A new research, presented at the Heart Failure Congress, 2013, has linked the early andropausal syndrome to heart failure. According to the research, male menopause was four times more common in men who had suffered from heart failure in the past.
Men tend to suffer from andropausal syndrome (AS) as they grow older. Andropausal syndrome, also known as male menopause, or late-set hypogonadism and androgen deficiency in the aging male (ADAM), occurs when men demonstrate a decrease in the levels of anabolic hormones including testosterone, due to which, certain clinical symptoms occur.
These clinical symptoms are categorized into three, according Aging Male Symptom Rating Scale-sexual (decrease in beard growth, libido problems, sexual dysfunction, erectile dysfunction, feelings of having passed the 'zenith' of life), somato-vegetative (joint problems, sweating, muscle problems, need for more sleep, weakness, exhaustion, sleep disturbances) and psychological (feeling depressed, discouraged, nervous, anxious and irritable).
"AS leads to poor quality of life. We wanted to discover whether heart failure increases AS and whether additional androgen therapies could improve quality of life in heart failure patients," Professor Ewa A. Jankowska (Wroclaw, Poland) said.
Until now, the impact of heart failure on andropausal syndrome had not been studied, and all we knew was that heart failure increased with age, and that patients who had suffered from heart failure tend to have deficiencies of anabolic hormones, leading to a reduced capacity of physical work, depression and poor prognosis.

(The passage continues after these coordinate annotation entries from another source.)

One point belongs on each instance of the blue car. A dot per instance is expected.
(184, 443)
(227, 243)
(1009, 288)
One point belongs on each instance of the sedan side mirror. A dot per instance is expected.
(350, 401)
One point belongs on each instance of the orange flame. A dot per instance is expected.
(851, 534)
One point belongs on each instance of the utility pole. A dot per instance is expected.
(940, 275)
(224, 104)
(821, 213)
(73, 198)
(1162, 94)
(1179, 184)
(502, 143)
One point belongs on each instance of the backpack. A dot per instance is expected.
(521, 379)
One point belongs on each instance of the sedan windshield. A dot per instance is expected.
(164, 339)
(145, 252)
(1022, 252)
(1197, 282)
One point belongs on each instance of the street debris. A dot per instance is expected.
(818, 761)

Now, this particular study took into consideration 232 men with systolic heart failure, all of them between the ages of 40 to 80 years, and evaluated the prevalence of andropausal syndrome in them, along with the severity of the symptoms associated with it. The magnitude of the symptoms was then assessed using the Aging Male Symptom Rating Scale, and it was discovered that almost one-third of the men suffering from heart failure were affected by andropausal syndrome, and that heart failure in general, led to a fourfold increase in the risk of suffering from andropausal syndrome.
"Heart failure leads to anabolic hormone deficiencies at a relatively young age and thereby accelerates male aging and the development of AS. These patients have poor quality of life and need endocrinological and sexual counseling," Professor Jankowska said.
Currently, there's a speculation that heart failure treatments could be responsible for the decreased endocrine function, leading to andropausal syndrome. However, a follow-up study showed weak associations between them both, thus validating that heart failure itself impacts the functioning of the endocrine gland.
"Further research is needed to determine whether androgen supplementation can reduce the severity of andropausal symptoms," Jankowska concluded.